Ep 151 Gluten Free Flour Blends and How to Use Them

A Conversation with Cinde Little, the Everyday Gluten Free Gourmet and Saima from Breadables

Let’s start the blog with the show notes for this Episode –

On this episode we talk again about gluten free baking.  Specifically, we look at flour blends.  Almost everyone who has baked gluten free will agree that one flour – rice flour, almond flour, oat flour, none of them can stand alone and always need to be blended with another grain or starch to get the taste, texture and mouthfeel in the final ingredient.  Cinde Little, who online is known as the Everyday Gluten Free Gourmet has developed a guide to the different flours and suggestions for combinations to make a wide variety of baked goods.  I also talk with Saima from a new company called Breadables.  Saima has worked hard to develop a flour blend for roti, which is an Indian flatbread.  I know from some of my previous podcast guests, and my own investigation and trials, that roti made gluten free was an elusive thing.  Saima has solved this problem and is making her mix available for sale, currently by mail, and soon from their website.

Downloadable Gluten Free Flour Guide – need to know info about the 8 most common flours/starches.

Downloadable Gluten Free Flour Guide – Everyday Gluten Free Gourmet

I created this downloadable Gluten Free Flour Guide to help you learn a little more about gluten free flour. To be able to make adjustments and substitutions more confidently since this is a skill gluten free bakers need.

11 Gluten Free Flour Recipes

https://everydayglutenfreegourmet.ca/2020/05/29/11-gluten-free-flour-recipes/


YouTube Channel – playlist of How To Use gluten free flour series
https://www.youtube.com/playlist?list=PLTv8jSV3FbiBiSlNatsDEfpff8MjhAtJh

Breadables can found on Facebook at GFBREADABLES. 

You can reach Saima by email at gfbreadables@gmail.com

Sue’s Websites and Social Media

Podcast https://acanadianceliacpodcast.libsyn.com

Podcast Blog – https://www.acanadianceliacblog.com

Facebook – @acanadianceliacpodcast

Twitter – CeliacPodcastCA

Email – acdnceliacpodcast@gmail.com

Baking Website – https://www.suesglutenfreebaking.com

Instagram – @suesgfbaking

YouTube – https://www.youtube.com/playlist?list=PLUVGfpD4eJwwSc_YjkGagza06yYe3ApzL

Email – sue@suesglutenfreebaking.com

Other Podcast – Gluten Free Weigh In – https://glutenfreeweighin.libsyn.com

My Thoughts

My gluten free baking hasn’t always been about the flour blend.  I started baking gluten free when there were very few flours available at specialty health food stores.  It’s hard to image today, but twenty-five years ago, gluten free flour was white rice flour and three starches – tapioca, potato and corn. 

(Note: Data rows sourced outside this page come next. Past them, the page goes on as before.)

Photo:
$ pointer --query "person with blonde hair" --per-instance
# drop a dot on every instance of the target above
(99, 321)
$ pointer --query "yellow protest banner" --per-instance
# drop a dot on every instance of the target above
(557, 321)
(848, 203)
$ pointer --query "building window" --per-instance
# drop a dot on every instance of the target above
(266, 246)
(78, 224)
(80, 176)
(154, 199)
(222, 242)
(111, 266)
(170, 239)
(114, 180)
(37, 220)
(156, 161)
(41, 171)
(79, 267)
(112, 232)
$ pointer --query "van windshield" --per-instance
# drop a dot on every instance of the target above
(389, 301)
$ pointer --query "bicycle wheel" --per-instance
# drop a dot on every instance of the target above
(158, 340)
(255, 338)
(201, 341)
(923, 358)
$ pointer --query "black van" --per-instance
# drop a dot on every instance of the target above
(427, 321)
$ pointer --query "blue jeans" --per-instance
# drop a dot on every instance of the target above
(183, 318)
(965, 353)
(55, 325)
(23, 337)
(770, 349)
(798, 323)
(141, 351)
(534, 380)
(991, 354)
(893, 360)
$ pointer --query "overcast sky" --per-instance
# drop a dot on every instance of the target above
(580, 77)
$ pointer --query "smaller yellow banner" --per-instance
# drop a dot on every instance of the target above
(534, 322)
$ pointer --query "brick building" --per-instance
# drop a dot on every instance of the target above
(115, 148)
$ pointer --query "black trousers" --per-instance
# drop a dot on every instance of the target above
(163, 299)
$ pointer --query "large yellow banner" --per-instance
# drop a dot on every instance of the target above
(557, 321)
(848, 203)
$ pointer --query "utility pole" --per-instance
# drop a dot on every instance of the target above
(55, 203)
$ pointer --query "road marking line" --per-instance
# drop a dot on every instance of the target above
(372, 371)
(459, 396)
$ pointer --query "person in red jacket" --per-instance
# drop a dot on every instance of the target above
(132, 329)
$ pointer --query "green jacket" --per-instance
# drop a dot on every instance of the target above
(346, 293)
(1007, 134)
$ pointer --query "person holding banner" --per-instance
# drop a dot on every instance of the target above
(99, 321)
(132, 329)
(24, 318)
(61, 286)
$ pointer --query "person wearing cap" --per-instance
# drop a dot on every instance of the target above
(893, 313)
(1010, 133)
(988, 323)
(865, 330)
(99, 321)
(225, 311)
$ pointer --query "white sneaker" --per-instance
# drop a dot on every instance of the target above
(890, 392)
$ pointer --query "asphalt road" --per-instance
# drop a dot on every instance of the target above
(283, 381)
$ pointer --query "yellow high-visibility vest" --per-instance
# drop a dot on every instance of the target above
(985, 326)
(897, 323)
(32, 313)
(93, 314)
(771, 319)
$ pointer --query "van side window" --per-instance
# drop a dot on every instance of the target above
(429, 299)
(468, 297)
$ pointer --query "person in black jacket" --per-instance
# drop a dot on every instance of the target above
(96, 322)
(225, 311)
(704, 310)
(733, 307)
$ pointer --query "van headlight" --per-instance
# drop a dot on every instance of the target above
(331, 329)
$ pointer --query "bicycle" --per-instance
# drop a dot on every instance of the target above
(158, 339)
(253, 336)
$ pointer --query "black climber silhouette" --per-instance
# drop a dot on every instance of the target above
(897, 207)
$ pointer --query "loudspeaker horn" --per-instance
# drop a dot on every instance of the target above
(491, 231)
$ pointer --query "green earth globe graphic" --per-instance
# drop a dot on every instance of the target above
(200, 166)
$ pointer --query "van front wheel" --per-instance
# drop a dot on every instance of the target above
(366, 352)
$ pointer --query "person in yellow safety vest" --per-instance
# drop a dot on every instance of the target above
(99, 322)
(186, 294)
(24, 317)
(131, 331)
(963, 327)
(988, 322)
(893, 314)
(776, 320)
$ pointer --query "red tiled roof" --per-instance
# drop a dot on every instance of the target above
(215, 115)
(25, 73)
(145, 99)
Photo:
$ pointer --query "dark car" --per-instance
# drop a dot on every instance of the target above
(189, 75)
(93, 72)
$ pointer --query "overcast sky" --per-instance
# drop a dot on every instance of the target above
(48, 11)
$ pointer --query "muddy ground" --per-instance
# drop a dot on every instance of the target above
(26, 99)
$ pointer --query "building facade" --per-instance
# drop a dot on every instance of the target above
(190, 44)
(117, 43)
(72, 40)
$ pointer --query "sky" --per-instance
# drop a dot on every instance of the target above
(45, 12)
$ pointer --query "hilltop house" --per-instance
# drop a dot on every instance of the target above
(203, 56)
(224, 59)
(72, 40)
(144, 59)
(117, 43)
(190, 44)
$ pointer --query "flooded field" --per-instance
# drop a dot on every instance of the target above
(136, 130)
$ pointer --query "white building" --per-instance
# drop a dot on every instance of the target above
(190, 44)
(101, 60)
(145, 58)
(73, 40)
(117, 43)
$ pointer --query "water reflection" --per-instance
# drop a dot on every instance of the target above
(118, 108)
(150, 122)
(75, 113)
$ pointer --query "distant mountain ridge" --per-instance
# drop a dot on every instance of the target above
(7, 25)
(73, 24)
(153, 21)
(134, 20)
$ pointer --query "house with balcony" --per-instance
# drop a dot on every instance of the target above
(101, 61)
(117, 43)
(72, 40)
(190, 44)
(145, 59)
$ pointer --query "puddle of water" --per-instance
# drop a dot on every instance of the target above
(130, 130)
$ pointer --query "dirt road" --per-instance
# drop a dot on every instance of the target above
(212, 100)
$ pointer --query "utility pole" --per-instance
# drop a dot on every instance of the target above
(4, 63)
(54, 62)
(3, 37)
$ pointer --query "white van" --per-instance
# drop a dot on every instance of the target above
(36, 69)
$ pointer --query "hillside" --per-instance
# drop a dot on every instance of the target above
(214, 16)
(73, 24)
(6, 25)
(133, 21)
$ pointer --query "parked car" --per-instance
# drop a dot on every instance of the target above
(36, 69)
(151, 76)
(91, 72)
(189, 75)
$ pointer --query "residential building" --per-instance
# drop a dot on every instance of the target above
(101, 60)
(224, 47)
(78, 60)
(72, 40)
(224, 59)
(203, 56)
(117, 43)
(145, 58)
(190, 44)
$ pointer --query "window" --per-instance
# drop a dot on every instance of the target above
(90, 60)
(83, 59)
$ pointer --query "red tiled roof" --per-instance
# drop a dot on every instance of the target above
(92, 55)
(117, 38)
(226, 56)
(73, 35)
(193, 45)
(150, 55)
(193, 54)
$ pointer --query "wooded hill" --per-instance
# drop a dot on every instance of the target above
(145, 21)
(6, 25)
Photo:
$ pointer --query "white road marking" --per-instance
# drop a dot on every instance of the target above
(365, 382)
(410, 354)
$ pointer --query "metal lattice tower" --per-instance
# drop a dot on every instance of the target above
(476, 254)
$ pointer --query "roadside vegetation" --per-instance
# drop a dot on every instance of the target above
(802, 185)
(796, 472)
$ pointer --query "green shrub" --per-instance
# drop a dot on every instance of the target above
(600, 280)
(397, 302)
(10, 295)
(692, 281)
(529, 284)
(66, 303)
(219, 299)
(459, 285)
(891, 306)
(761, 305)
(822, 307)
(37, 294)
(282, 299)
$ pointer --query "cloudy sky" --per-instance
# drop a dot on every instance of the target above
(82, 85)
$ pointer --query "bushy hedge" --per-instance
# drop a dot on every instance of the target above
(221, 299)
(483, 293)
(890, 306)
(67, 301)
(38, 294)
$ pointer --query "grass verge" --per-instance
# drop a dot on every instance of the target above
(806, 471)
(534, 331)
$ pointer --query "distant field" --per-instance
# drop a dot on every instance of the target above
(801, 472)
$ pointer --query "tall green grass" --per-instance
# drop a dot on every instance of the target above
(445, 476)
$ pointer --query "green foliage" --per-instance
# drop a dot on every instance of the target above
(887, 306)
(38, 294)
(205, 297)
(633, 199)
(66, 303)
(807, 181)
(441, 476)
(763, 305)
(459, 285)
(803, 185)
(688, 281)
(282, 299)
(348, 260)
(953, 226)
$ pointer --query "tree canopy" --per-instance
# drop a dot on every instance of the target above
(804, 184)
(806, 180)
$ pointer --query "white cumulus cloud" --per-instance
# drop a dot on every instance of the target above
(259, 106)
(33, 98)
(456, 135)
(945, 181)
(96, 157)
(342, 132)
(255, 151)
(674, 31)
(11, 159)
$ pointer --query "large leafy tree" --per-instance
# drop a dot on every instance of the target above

My first gluten free cookbook was the The Gluten Free Gourmet by Betty Hagman.  This book was a wonder to me.  Betty didn’t shy away from trying to make anything.  She had a flour blend, but most recipes were written using different amounts of the simple flours and starches.  I still use some of those original recipes today.  Her later books featured some innovative flours that are more common today.  She was a trailblazer.  Her first book was my baking bible for many years.

My go-to blend was from her first book.  In years past, whenever a couple of us gluten free bakers got together, we were all talking about the recipes we’d tried or played around with from Betty’s books. 

Years later, I was fortunate to get to know two other popular gluten free cookbook authors – Donna Washburn and Heather Butt.  Their first book, 125 Best Gluten Free Recipes was such a success they went on to write many more, I think there were at least nine!  Donna and Heather lived within an hour of me, and I was fortunate to meet them, and even pick their brains for problems in the bakery on more than one occasion.  I was thrilled when they asked me to contribute to their books.  Donna and Heather baked from scratch, not from flour blends.  I don’t think many of us realize how relatively “new” flour blends are.

Gluten free baking has come a long way in 25 years.  I still use some recipes from Betty’s first book, as well as from Donna and Heather’s first book.  These were many of the flavours I got used to when there wasn’t much choice in gluten free and I still enjoy them today.  Donna and Heather are Canadian treasures and at least one their books can be found on the bookshelves of most gluten free bakers in Canada.  I was fortunate to meet Betty Hagman once.  It was in an elevator at a CCA event, and I didn’t exactly meet her.  She was a very small woman, with a serious face, and I was too dumbstruck to speak to her.  She isn’t with us any longer, but her cookbooks are her legacy and for that I am thankful.